Native American environmental activist gives public talk
On Thursday, Oct. 6, internationally acclaimed Native American environmental justice activist Winona LaDuke will give a public talk on “Religion, Faith and the Land from a Native Perspective” as part of the UW–Madison Multicultural Student Center’s Institute for Justice Education and Transformation (IJET)’s programming theme “Faith or Justice?: Ironies, Inequalities and Ideologies.”
Free and open to the public, the lecture, co-sponsored with the Nelson Institute for Environmental Studies, will be from 7-9 p.m. in the Memorial Union Play Circle Theater.
LaDuke works nationally and internationally on issues of climate change, renewable energy, sustainable development and food systems. She is the founder and co-director of Honor the Earth, a national advocacy group encouraging public support and funding for native environmental groups.
In her own community in northern Minnesota, she founded the White Earth Land Recovery Project, one of the largest reservation-based nonprofit organizations in the country and a leader in culturally based sustainable development strategies. LaDuke is also a two-time vice presidential candidate with Ralph Nader for the Green Party and a 2007 inductee in the National Women’s Hall of Fame.
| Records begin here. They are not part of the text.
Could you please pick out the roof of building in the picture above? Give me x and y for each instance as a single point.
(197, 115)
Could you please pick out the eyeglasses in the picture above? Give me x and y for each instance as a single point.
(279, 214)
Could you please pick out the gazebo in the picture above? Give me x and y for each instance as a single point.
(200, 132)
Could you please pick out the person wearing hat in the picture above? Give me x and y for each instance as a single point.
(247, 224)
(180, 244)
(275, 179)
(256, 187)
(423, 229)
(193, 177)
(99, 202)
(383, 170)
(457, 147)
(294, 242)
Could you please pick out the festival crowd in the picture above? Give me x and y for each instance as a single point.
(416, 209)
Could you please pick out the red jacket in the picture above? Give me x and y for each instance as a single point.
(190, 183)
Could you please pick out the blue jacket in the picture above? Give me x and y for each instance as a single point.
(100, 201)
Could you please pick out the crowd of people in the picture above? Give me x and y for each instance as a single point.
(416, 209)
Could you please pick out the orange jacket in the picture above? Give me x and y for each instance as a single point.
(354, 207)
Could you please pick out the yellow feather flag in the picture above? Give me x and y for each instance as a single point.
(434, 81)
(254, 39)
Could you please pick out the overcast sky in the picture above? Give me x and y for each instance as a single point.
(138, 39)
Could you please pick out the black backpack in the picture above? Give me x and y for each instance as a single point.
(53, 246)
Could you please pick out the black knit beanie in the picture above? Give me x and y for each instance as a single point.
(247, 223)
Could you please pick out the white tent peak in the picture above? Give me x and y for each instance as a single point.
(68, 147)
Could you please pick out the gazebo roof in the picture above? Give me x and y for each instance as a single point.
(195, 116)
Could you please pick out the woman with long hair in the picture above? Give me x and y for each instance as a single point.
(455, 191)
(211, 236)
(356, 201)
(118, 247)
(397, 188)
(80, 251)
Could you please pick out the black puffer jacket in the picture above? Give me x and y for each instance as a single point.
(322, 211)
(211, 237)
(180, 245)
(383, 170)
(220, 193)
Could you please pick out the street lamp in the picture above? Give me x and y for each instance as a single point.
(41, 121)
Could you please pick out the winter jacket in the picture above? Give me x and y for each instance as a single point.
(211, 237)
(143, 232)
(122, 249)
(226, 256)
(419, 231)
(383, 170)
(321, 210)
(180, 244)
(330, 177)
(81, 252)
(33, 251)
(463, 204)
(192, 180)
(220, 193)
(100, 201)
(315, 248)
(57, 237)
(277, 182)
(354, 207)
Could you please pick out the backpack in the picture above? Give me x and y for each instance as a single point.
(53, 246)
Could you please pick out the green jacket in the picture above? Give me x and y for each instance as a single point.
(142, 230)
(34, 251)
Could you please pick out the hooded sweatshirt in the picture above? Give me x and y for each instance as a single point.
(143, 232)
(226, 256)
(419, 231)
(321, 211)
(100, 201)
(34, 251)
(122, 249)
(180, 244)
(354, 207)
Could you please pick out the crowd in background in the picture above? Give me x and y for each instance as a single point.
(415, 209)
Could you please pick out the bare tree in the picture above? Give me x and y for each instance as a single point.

Her lecture is part of IJET’s commitment to foster cross-community ally-ship, build student capacity as effective activists and organizers, and support students in becoming institutional change agents and transformative leaders in working towards a just society. By bringing in powerful guests as part of the annual Social Justice Speakers and Trainers series, IJET provides opportunities for deep reflection and action around issues of social justice for multicultural students and their allies.
This event is also part of the Multicultural Student Center’s participation in the White House’s Interfaith and Community Service Campus Challenge, a joint commitment with the LUBAR Institute for the Study of Abrahamic Religions, the Morgridge Center for Public Service and other UW–Madison campus units and student organizations to promote interfaith understanding and cooperation through programming and community service.